We’ve asked several Banking Exchange bloggers and other contributors to examine the Wells Fargo affair from the vantage of their areas of specialty. In this special installment of “Common Sense Compliance,” veteran compliance officer Nancy Derr-Castiglione takes a compliance-eye view of sales compensation programs.—Steve Cocheo, executive editor and digital content manager
A compensation sales culture run amok, from what the regulators’ press release would have us believe. A significant number of Wells Fargo employees discovered how to generate illegally opened deposit and credit card accounts in order to meet sales quotas.
Pressure to make sales goals due to what? Lack of supervision? Lack of controls?
Lucy Griffin, my partner in this blog, wrote in “'Wells Problem': How could you stop it in your bank?" last week about how difficult it would be for examiners and auditors to catch this type of unauthorized internal activity.
Because it is difficult to come in and try to identify clearly the practices that have already taken place, we must return to fundamentals.
We must go back to the basic principles of having an effective compliance program in place surrounding the compensation structure.
7 key principles
Getting this done right requires the basic ingredients of:
• Written policy
• Written procedures
• Program ownership
• Internal controls
• Periodic monitoring
• Complaint assessment
Let’s dig into some specifics now.
Running a sound compensation program
This effort must always begin with a written compensation policy, approved by the board of directors of the institution, that clearly outlines the scope, objectives, responsibilities, enforcement and, most importantly, the do’s and don’t’s.

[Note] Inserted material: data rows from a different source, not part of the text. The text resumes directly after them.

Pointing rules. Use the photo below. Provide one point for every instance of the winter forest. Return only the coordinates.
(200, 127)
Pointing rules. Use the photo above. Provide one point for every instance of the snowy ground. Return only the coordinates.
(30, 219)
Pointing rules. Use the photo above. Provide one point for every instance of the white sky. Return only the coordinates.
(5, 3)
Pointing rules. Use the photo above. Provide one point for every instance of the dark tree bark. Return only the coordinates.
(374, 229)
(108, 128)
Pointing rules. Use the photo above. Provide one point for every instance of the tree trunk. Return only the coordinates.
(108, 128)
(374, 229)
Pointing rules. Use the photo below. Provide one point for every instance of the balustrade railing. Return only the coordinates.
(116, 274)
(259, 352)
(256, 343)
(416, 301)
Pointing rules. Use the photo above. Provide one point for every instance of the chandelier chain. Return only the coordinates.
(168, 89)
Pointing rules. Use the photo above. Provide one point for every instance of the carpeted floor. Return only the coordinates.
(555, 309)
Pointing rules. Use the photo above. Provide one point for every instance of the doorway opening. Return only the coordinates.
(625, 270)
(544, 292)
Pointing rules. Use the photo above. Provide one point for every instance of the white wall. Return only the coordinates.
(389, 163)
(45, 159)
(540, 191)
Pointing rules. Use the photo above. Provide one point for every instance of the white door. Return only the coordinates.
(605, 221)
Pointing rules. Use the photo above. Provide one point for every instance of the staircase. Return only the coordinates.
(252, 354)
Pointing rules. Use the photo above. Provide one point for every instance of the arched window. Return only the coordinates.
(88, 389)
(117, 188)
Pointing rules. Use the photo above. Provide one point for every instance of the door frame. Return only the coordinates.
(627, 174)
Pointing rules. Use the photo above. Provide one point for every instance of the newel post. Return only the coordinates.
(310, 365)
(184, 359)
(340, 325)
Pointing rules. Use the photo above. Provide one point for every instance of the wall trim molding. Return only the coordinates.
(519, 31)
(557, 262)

[Editor’s note: Boards anxious to avoid the trap that Wells fell into should read the blog by David Baris, “15 questions your board must ask about sales.”]
Detailed, written procedures are essential. Procedures spell out how the program operates and what steps are taken to determine and pay incentives and commissions.
Human Resources may be the nexus for all employee compensation programs in an institution. However, a specific incentive program should have a business unit owner that is responsible for oversight. The business unit owner must work closely with the compliance manager in the development of the program.
Training is not just a sales pep rally for the staff. One would hope that bank employees from all areas of the institution are getting training that already incorporates UDAAP principles. This is where UDAAP should be especially reinforced as part of any training and communication related to a compensation or incentive program that is introduced or presented.
Adequate internal controls and periodic monitoring (an internal control) certainly appeared to be lacking in the Wells Fargo case. A system of internal controls should include an appropriate level of approvals, verifications, documentation, and testing.
Early complaint assessment may have identified such a problem—if customers complained the right way.
But, often institutions define their “complaints” only as formal written complaints or those that arrive through certain government channels.
Phone calls to customer service centers often don’t get tracked and noticed by anyone in the Compliance Department. That’s a mistake.
Compensation compliance attention has been focused primarily on the Regulation Z Loan Originator Compensation Rule that limits the compensation a loan originator may receive in connection with a closed-end residential mortgage loan.
Recently the FDIC, the Federal Reserve, the Comptroller’s Office, and other primary federal regulators have issued a proposed Incentive Based Compensation Arrangements Rule, which is aimed at depository institutions over $1 billion in assets.
UDAAP makes the compliance focus that much broader. Any way in which a compensation program could have an unfair, deceptive, or abusive impact on the customer is a vulnerability that should be managed through an effective compliance program.